Researchers in Sweden discovered that patients who consumed a low daily dose of aspirin after tumor removal experienced a 50% reduction in cancer recurrence over a three-year period compared to those taking a placebo.
This trial focused on patients with specific genetic mutations in their tumors that enhance the effectiveness of aspirin’s anti-cancer properties, and about 40% of colorectal cancer patients fall into this category.
Prof. Anna Martling, who spearheaded the study at the Karolinska Institute in Stockholm, commented, “I think this will change clinical practice. If you had these mutations, the risk of cancer returning was cut by more than 50%. It’s really a significant finding.”
Globally, colorectal cancer affects nearly 2 million individuals each year, with over 40,000 diagnoses in the UK. Many undergo surgery to remove tumors, but despite improvements in treatment options like chemotherapy and radiotherapy, there’s always a chance for recurrence if remnants of the cancer are left behind.
Rates of bowel cancer are on the rise among individuals under 50 worldwide. While the exact causes remain unclear, researchers have speculated that factors such as poor diet, obesity, insufficient physical activity, and toxins produced by gut bacteria could be contributing.
Previous studies have indicated that aspirin might help prevent colorectal cancer in people at high risk, particularly those with hereditary conditions such as Lynch syndrome. However, it was previously uncertain whether it could also lower the risk of recurrence post-surgery.
Martling and her team enlisted over 3,500 patients who had their colorectal tumors surgically removed across hospitals in Sweden, Norway, Denmark, and Finland. Genetic testing on 2,980 patients revealed that 1,103, or about 37%, had mutations in genes linked to a biological pathway known as PI3K, which is associated with colorectal cancer.
Participants with these mutations were randomly assigned to take either 160 mg of aspirin daily or a placebo for three years following surgery. Those on aspirin saw a 55% lower likelihood of cancer recurrence compared to the placebo group.
The mechanism of aspirin appears to involve reducing inflammation, disrupting the PI3K pathway, and inhibiting the activity of blood platelets, which can conceal tumor cells from the immune system.
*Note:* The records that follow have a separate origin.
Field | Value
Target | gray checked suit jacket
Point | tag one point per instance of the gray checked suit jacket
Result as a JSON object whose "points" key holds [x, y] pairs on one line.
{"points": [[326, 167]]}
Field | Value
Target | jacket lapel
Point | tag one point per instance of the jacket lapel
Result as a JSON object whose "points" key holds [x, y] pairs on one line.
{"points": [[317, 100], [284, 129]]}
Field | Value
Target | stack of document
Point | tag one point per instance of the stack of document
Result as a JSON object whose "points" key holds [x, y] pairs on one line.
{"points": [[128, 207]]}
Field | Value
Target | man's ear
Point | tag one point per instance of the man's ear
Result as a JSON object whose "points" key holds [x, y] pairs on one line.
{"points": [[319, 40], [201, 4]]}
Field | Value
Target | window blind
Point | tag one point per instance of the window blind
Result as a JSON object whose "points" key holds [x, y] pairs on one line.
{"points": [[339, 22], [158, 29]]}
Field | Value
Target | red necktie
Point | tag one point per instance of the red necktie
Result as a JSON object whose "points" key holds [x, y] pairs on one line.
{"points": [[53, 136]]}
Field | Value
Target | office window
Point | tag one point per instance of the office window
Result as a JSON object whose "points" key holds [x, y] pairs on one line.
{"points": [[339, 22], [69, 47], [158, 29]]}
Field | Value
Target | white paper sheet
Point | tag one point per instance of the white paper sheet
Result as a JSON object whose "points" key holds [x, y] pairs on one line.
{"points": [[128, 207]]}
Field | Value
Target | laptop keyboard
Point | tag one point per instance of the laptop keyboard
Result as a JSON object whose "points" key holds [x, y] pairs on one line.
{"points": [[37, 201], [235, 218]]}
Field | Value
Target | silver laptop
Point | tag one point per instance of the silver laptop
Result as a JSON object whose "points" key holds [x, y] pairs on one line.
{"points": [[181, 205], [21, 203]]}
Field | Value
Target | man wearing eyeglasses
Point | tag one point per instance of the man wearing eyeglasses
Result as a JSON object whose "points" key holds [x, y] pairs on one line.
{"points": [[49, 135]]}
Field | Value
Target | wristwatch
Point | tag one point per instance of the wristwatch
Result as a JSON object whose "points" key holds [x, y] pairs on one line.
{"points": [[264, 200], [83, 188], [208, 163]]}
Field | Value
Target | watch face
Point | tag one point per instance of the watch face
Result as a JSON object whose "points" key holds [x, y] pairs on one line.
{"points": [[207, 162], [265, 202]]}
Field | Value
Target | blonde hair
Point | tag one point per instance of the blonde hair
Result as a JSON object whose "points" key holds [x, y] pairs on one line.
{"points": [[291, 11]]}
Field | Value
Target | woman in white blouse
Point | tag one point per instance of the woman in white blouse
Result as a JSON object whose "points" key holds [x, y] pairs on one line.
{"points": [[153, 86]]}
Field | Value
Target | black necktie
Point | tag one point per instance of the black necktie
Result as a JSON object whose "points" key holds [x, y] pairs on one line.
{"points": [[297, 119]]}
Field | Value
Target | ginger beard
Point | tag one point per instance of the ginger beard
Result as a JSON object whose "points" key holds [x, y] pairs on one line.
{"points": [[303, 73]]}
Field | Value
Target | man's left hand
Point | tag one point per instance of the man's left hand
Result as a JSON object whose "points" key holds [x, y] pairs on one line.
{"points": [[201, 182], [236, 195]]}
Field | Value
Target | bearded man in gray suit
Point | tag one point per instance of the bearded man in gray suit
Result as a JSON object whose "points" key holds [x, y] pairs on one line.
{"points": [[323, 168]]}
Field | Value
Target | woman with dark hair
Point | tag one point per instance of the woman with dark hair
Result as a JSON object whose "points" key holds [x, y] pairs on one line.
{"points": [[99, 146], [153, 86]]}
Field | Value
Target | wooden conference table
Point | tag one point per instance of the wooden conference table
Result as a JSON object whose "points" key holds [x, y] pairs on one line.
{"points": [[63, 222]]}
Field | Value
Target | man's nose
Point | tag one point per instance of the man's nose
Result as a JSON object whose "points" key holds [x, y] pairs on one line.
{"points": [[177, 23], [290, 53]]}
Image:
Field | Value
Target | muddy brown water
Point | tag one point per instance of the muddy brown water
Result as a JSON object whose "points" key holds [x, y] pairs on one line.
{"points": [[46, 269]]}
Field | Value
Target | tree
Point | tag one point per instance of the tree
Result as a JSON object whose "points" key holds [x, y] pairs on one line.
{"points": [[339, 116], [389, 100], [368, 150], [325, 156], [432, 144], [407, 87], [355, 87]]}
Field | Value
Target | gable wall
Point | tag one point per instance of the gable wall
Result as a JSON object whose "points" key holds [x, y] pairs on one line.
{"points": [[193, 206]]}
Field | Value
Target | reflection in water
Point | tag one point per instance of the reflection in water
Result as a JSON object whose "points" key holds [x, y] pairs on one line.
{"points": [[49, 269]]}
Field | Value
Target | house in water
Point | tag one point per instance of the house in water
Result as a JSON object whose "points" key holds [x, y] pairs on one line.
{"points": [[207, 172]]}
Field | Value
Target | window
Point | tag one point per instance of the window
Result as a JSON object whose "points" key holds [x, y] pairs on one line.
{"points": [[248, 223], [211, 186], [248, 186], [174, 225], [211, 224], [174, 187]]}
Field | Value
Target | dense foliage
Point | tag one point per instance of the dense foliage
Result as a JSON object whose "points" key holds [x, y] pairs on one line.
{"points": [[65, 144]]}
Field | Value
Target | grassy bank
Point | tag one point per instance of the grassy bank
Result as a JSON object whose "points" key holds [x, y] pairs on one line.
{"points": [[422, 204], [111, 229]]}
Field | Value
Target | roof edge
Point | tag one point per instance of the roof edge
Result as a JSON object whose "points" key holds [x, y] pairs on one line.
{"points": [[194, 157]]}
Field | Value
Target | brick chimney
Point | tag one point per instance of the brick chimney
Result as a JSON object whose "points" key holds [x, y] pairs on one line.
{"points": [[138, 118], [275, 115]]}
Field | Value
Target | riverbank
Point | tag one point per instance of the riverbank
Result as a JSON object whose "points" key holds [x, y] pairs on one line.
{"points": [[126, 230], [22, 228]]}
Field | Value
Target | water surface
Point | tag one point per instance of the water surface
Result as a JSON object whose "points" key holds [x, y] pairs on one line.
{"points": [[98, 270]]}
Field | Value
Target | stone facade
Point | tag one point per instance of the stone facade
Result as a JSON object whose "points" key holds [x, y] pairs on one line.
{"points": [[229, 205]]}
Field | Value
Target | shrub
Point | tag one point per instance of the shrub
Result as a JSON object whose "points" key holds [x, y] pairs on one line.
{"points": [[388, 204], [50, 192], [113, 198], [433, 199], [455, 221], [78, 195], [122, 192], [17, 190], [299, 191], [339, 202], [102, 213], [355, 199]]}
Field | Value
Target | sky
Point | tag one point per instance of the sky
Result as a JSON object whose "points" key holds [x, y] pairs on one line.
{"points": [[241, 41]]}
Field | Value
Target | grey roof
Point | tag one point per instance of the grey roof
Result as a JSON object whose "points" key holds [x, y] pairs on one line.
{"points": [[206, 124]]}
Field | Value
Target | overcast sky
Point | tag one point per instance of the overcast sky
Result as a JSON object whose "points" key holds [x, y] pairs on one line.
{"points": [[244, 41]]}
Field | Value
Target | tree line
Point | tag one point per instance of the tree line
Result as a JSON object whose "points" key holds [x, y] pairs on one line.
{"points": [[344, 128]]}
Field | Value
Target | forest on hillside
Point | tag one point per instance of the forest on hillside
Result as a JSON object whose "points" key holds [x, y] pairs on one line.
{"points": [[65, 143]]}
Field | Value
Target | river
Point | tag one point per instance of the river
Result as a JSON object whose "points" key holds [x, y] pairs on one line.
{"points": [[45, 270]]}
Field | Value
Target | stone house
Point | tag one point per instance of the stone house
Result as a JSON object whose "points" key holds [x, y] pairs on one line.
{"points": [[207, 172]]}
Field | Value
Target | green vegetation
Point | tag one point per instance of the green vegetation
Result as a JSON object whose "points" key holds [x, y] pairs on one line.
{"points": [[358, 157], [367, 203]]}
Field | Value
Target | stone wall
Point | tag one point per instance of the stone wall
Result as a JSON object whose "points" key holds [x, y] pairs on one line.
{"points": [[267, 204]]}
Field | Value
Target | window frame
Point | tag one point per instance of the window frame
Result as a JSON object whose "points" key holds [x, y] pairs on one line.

Martling highlighted the relevance of conducting genetic tests on all colorectal cancers, so that patients who could benefit from aspirin receive it accordingly. “It’s a widely accessible and very inexpensive drug,” she added.
Aspirin has been available for over a hundred years, yet using it for extended periods does carry risks. In this trial, four patients encountered serious side effects likely related to aspirin, such as allergic reactions, gastrointestinal bleeding, and in one case, a brain bleed. There were four fatalities during the trial, one of which might be linked to aspirin use. The full details are found in the New England Journal of Medicine.
Dr. Catherine Elliott, the director of research at Cancer Research UK, remarked, “Preventing cancer cases saves lives, and discovering new methods to achieve this is crucial in our fight against cancer. There’s growing evidence that low-dose aspirin can provide protection against bowel cancer for certain individuals.”
She also noted, “The Cancer Research UK-funded CaPP3 trial demonstrated similar benefits for those with Lynch syndrome, an inherited condition that raises cancer risks. We need larger, well-designed studies like CaPP3 and this recent research to understand better who would gain the most from taking aspirin to lead longer, healthier lives, free from cancer worries.”